Ces principes simples mais bien pensés rendent le jeu intéressant sur le plan stratégique et autorisent des approches variées et situationnelles, dépendant des missions et de ce que nous offre l’océan. En recrutant tel spécialiste, j’améliore ma piste coordination qui me permet dorénavant de récupérer 2 jetons au lieu de 1. Pouvant grâce à cela rédiger un article qui nécessite deux jetons, je fais évoluer un spécialiste bloqué par un disque non récupérée, améliorant cette fois ma piste technologique au niveau 3 et récupérant au passage le disque posé dessus, qui me servira pour me déplacer vers la nouvelle profondeur. Endeavor revêt d’une certaine façon des airs de construction de moteur, avec ce côté calculatoire qui rappelle, dans une moindre mesure, It’s A Wonderful World et Terraforming Mars. On retrouve d’ailleurs ici les débuts de partie limités et les fins casse-têtes riches en actions en cascade, caractéristiques de ces deux jeux.

Quid du contenu

Endeavor fonctionne avec un système de missions modifiant la mise en place (structure de l’océan, tuiles de départ…), les objectifs de la partie (scanner les colonnes B et C, rédiger un maximum d’articles, être présent au niveau de profondeur 4 et 5…) et l’arbre de récompenses sur lequel les joueurs placent des jetons Impact, obtenus en cours de jeu, pour gagner bonus et points de victoires supplémentaires. Au nombre de 10, les missions assurent au titre variabilité et longévité au-delà de la simple pioche aléatoire des tuiles océans et des différentes cartes. Il reste à voir si la profondeur relative du titre lui permettra de subsister ou si une extension sera nécessaire pour l’étoffer tant sur les mécaniques que sur la variété des situations.

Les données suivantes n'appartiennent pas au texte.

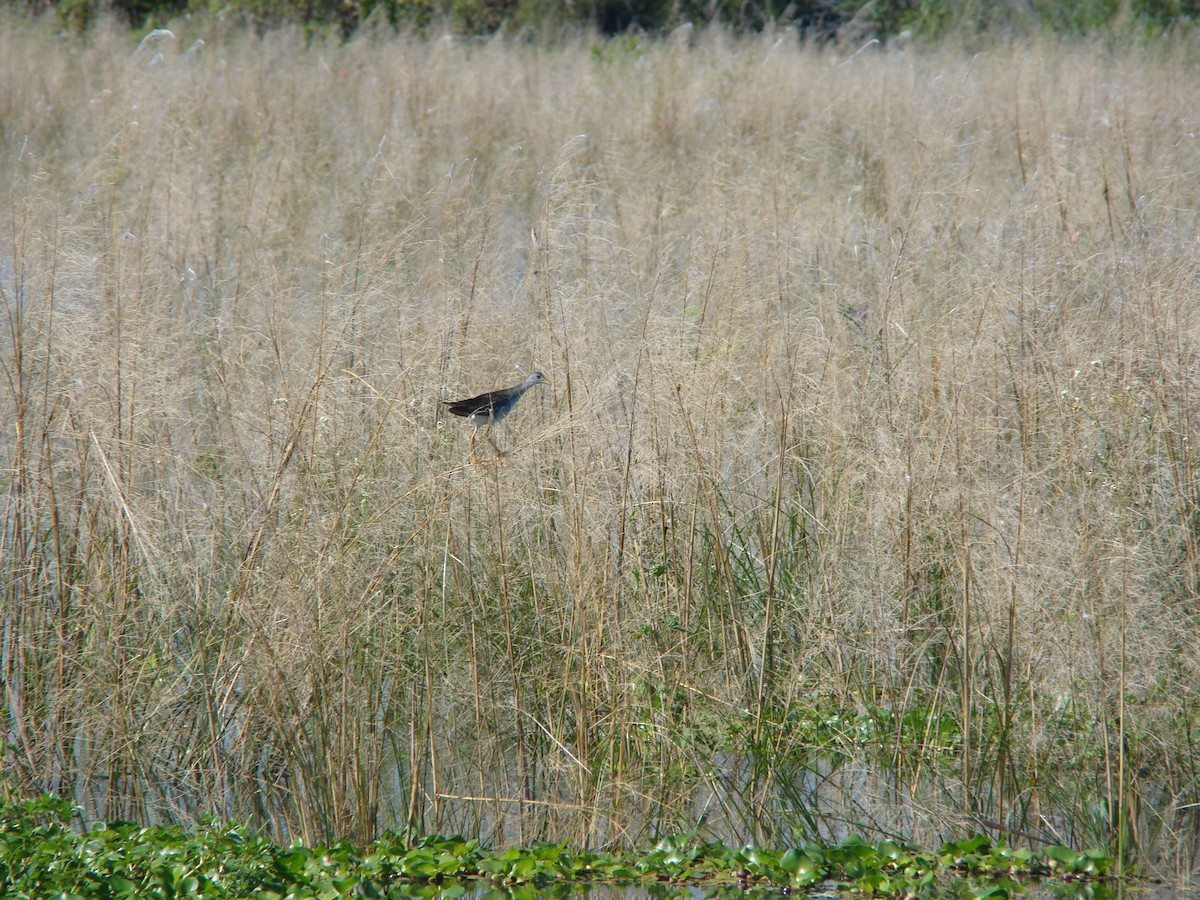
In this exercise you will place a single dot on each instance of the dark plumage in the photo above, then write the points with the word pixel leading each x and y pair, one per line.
pixel 492 406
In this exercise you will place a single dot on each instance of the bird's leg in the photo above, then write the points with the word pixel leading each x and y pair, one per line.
pixel 492 442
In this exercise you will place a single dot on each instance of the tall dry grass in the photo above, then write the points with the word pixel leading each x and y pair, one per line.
pixel 863 497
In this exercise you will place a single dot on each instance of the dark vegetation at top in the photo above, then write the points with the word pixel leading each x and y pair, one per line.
pixel 814 19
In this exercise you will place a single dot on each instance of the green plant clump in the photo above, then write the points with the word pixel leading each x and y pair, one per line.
pixel 41 855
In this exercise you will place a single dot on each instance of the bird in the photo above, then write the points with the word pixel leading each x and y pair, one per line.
pixel 491 407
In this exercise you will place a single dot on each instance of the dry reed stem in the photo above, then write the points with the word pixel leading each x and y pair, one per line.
pixel 871 391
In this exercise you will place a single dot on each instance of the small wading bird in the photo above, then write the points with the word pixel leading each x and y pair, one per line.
pixel 491 407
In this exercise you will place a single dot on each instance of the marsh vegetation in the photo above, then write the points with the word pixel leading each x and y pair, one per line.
pixel 862 498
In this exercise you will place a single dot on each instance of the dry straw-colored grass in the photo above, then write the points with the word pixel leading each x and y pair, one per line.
pixel 863 496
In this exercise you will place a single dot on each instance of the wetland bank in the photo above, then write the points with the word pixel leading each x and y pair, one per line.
pixel 861 498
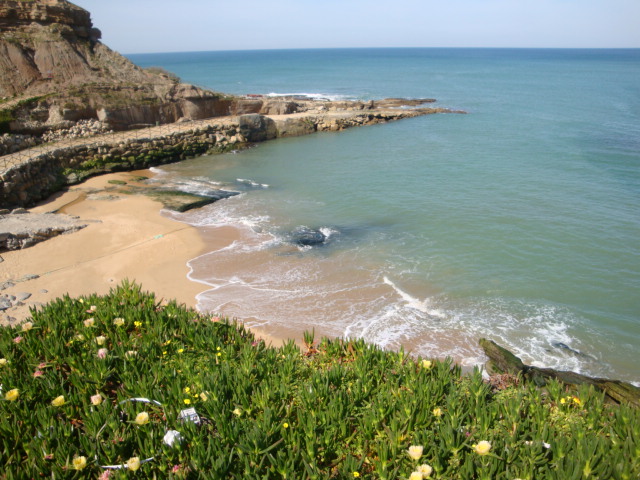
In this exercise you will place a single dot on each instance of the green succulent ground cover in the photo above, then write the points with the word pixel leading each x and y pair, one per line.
pixel 343 409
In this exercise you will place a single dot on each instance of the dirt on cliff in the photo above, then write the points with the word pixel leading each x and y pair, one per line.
pixel 55 71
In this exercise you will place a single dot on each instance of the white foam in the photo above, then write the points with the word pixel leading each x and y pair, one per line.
pixel 413 302
pixel 252 183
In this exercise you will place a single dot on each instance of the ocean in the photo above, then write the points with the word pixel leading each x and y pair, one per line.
pixel 518 222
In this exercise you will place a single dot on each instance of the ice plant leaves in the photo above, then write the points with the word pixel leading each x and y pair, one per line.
pixel 228 406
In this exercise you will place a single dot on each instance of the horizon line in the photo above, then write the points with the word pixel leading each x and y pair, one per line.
pixel 378 48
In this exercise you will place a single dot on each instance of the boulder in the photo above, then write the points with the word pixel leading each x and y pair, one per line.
pixel 256 128
pixel 307 237
pixel 502 361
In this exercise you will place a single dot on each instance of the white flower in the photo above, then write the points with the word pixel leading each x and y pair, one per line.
pixel 79 462
pixel 425 470
pixel 12 395
pixel 133 463
pixel 482 448
pixel 415 451
pixel 142 418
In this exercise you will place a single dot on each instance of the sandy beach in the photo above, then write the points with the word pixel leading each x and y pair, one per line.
pixel 126 237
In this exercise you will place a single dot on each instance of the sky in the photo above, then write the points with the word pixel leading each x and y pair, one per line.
pixel 146 26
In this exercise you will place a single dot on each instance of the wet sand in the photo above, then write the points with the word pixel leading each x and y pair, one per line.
pixel 126 237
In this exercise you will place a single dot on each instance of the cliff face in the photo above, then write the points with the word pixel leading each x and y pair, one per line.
pixel 55 71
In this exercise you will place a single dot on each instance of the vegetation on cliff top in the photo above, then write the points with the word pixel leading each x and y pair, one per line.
pixel 104 381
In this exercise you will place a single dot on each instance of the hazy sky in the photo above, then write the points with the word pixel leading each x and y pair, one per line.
pixel 138 26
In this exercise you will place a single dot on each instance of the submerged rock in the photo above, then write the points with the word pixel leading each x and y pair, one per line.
pixel 307 237
pixel 502 361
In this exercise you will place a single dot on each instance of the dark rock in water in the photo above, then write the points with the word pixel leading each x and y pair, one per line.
pixel 502 360
pixel 566 347
pixel 307 237
pixel 180 201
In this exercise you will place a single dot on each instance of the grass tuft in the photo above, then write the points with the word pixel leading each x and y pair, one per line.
pixel 104 380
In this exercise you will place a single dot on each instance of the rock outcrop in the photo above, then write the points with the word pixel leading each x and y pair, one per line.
pixel 502 361
pixel 55 71
pixel 20 229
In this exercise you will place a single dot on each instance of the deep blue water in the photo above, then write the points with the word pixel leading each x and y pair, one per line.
pixel 518 221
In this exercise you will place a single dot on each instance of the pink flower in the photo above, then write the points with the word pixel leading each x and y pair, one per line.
pixel 105 475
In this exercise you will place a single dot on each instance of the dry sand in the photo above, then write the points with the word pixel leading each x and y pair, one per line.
pixel 126 238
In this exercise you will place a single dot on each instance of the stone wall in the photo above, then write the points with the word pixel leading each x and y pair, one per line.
pixel 51 170
pixel 37 175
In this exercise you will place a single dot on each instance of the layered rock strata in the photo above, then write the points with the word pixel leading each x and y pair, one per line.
pixel 31 175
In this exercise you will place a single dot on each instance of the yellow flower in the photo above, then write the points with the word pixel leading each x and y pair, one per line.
pixel 415 451
pixel 425 470
pixel 482 448
pixel 79 462
pixel 142 418
pixel 12 395
pixel 133 463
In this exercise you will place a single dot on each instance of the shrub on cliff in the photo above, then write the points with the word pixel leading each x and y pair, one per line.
pixel 107 386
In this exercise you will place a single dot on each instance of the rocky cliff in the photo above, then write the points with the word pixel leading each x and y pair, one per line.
pixel 55 71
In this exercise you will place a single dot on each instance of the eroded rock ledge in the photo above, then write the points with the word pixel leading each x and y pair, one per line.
pixel 502 361
pixel 31 175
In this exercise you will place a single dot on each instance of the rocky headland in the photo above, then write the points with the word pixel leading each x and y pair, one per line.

Côté solo (et coopération) le jeu se joue de la même façon, avec pour seule différence la condition de victoire. Au lieu de partir à la pêche aux points, le joueur doit réaliser un nombre défini d’objectifs, tirés du plateau mission et d’un deck spécifique. Il en ressort un agréable puzzle, quoique plutôt difficile, lors duquel vos plans seront chamboulés par trois évènements décidés à briser le déterminisme ambiant. Quand les courants marins remplacent la compétition entre les joueurs… Petit bémol, le deck objectifs & évènements ne contient que 12 cartes et une partie en requiert 6 à 7. On retombe donc rapidement sur les mêmes cartes, que l’on vient à anticiper.

We all live in a yellow submarine

Avec son concept simple mais non dénué de profondeur, Endeavour : Eaux profondes se révèle convainquant. S’il manque de densité pour prétendre au statut de jeu expert, sa formule accessible et rapide mais suffisamment cognitive a su séduire joueurs occasionnels comme aguerris autour de ma table. Un avantage indéniable qui lui assure des sorties régulières, observé d’un œil jaloux par les jeux experts de l’étagère qui espèrent un jour être manipulés. Il reste à voir comment le jeu tiendra face au passage du temps et à l’enchaînement de parties. Ce serait le comble, pour un jeu de sous-marins, de faire une brève prestation de surface avant de couler dans les tréfonds de notre mémoire.